My physics teacher used to say that before every lab -- with good reason. My lab partner and I actually set one apparatus on fire when we failed to release the brake on a (so-called) frictionless wheel to measure the acceleration of gravity. Who knew a dot timer could be so incendiary? Then D, who was also in my physics class (but not my lab partner), took a projectile launcher's hammer to the hand when his partner released it too soon. To top it all off -- and this one actually elicited a laugh from our usually poker-faced instructor -- my sister clocked herself in the back of the head with a cork while trying to measure its angular momentum. I wasn't there for that last incident (we're six years apart in age), but let's just say that this history of mishaps in a controlled environment has reinforced, for me, a certain wariness of the forces of nature in the real world.

All this is to say that I hope my students have their heads screwed on properly this weekend during all the Halloween hoopla.

My particular class has had what seems to be an abnormally high number of emergencies this semester -- and not from any poor decisions on their part. So far there have been three medical emergencies from chronic conditions requiring hospital attention and two family deaths. Last night, one of my students e-mailed to say that a family member had been in a car accident and that she needed to go home right away (the most recent update is that the family member had not woken up yet by lunchtime today). Then this afternoon, another student e-mailed to say that she would have to withdraw from school for the rest of the semester for health/personal reasons. Would the universe kindly lay off my people already???

I've been so busy getting my students ready for this last push before Thanksgiving break that I've had to leave my writing at a standstill in the middle of some serious work on an essay due next week. But tomorrow -- TOMORROW shall be the day I get back to it. Really.

I've been having trouble deciding what kind of structure will best serve the story I'm trying to tell, so the essay is really kind of a mess. With impeccable timing, this week's memoir reading for one of my classes offered an amusing example of how to apologize for it:

The apparently haphazard chronology of this memoir may need excuse. The excuse, I fear, is Art.
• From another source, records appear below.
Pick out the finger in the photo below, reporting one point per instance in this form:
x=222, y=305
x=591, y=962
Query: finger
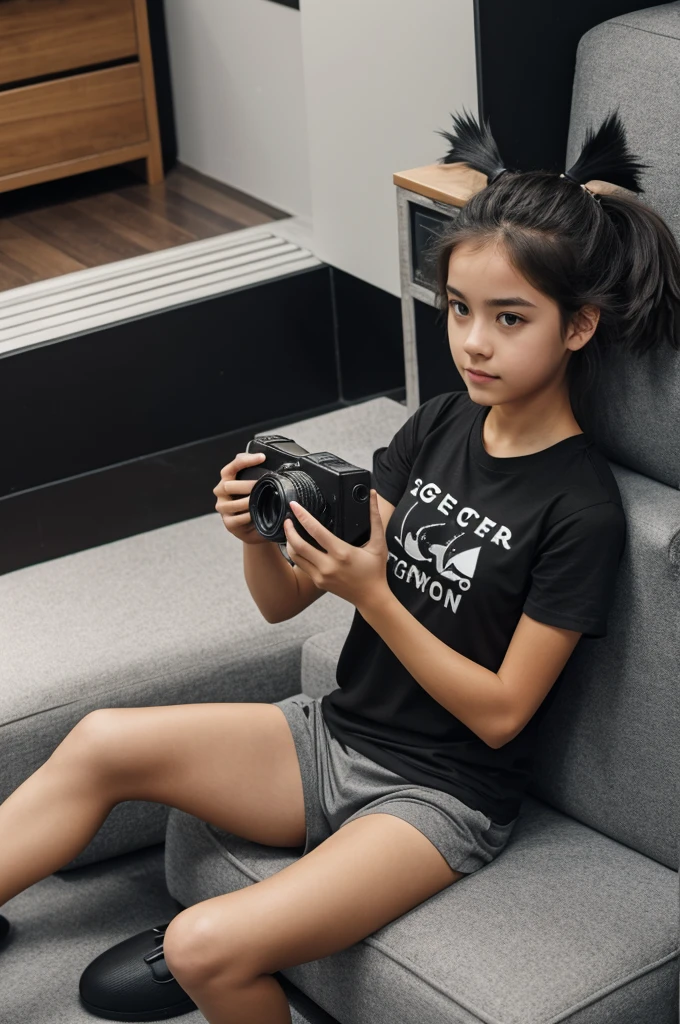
x=304, y=563
x=327, y=540
x=302, y=548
It contains a number of surprises, perhaps I may call them shocks, which, as history, came to me rather bunched up towards the end of the story. Artistically shocks should never be bunched, they need spacing for maximum individual effect. To afford them this I could not tell my story straightforwardly and have therefore disregarded chronology and adopted the method of ploughing to and fro over my ... life, turning up a little more sub-soil each time as the plough turned. Looking at it with as much detachment as I can command, I think I have not seriously confused the narrative.